War Room Invasion
“Hey! Is this restaurant open?” inquired a portly, middle-aged gentleman who was sporting a wireless headset for the cellphone he had just deposited into his shirt pocket. He had just abruptly broken the silence as he barged into the room. He was followed several feet behind by “his better (and quieter) half.”
“No, but you can get yourself a bowl of Cheerios,” I retorted, pointing to the half-full dispenser on the other side of the room.
Debbie and I had begun our post-breakfast ritual in the otherwise empty room. We’ve adopted this space as our living area when we’re not in our hotel room. It was formerly a restaurant situated just off the hotel’s lobby. It now serves as the continental breakfast area for hotel guests. We’ve been devoted patrons as we replenish our fuel stocks in hopeful anticipation of a return to the road.
The room has also doubled as our office for the past week, where we’ve connected with people online and created content that helps tell the story of TheHopeLine Tour of 2014 and the organization it is designed to help. You could think of this room as our backoffice “war room,” where we do battle to motivate people and ultimately to effect change in the lives of young people in crisis. We’ve called doctors, sent news releases, written blog posts, studied maps, and pitched emails from this room in efforts to make our fundraising thermometer rise. And anyone who ventures into our war room after breakfast hours has invaded our space!
Another Coincidence?“Have you ever seen one of these?” asked the man as he thrust his cellphone toward our table. Pictured on his iPhone was an unmistakable funnel cloud…the kind you see on The Weather Channel. “This was just last night on my property outside our home.”
His wife now moved toward the table, too. I noticed she was carrying a folder with the word “Cargill” on it, which heightened my antennae. Inside were materials from a seminar that the couple had attended on Wednesday. Cargill is an agricultural conglomerate with a sizeable hedging business. It soon became apparent they had landed in Sioux City for business reasons. They were a farming tandem.

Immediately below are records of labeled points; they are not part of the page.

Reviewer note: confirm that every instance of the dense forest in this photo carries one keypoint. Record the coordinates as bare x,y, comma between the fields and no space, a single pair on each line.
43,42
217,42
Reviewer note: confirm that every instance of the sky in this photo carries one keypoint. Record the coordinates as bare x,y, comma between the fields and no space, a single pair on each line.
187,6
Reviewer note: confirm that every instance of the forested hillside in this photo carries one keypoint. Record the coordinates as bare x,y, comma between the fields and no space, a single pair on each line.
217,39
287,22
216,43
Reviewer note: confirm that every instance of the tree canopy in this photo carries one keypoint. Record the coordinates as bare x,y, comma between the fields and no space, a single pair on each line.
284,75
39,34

“Do you hedge your price risk?” I asked.
It had happened again. Coincidental has become commonplace…all too coincidental and all too commonplace. I had just begun to proofread the chapter entitled “Weather” in a soon-to-be-released ebook that I’ve written entitled Hedging Commodity Price Risk: A Small Business Perspective.
The couple sat down and we chatted about their storm-chasing activity of the prior evening, Midwestern weather, Cargill’s pitch to increase their profits, and some of the logistics and risks pertaining to a corn and soybean farming operation. They’ve had little to no experience with hedging, but were obviously investigating it further. These good folks were from South Dakota, so we found plenty in common to discuss, since we had just crossed the state by bicycle. Not even their empty stomachs would get in the way of our instant connection.

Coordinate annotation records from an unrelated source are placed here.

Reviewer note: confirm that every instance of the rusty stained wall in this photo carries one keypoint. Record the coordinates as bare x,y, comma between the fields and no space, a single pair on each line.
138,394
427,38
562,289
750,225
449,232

Eventually, they had to leave for their follow-up meeting at Cargill’s office. Before they left, I shared a business card and a card for TheHopeLine Tour, along with a brief explanation of TheHopeLine itself.
“Contact me and I’ll send you a copy of the book,” I told them. Then, they were gone.
Soon, I asked Debbie, “What are the odds those two people would stumble into this room with two topics of such common interest: hedging commodity price risk and concerns about tornados?” Debbie nodded and smiled in complete agreement. We’ve both been itching to get back on our bicycles. At this point, we’re wondering why we’re not miles south in Missouri…or miles east in Massachusetts, for that matter. But, here we sit, in Sioux City, Iowa, with a stubborn injury…and a stubborn resolve to get on with things, to finish what we started and what we feel called to do for the benefit of young people in need.
Isn’t it interesting when God designs these impromptu meetings that leave you with no doubt He arranged them? When you encounter them on a regular basis, coincidental has become commonplace. I find it even more interesting when I come away from these meetings asking: “God, what was that all about?” I wonder if the other party knows the answer to that question, and whether they sensed that our chance encounter was not really chance at all.
On the one hand, Debbie and I have the comfort of knowing that God is with us; on the other hand, we are often left wondering what He is up to. Yet, it’s a secure and adventurous journey that we’re on, and we can’t wait to find out what, or who, is around the next corner!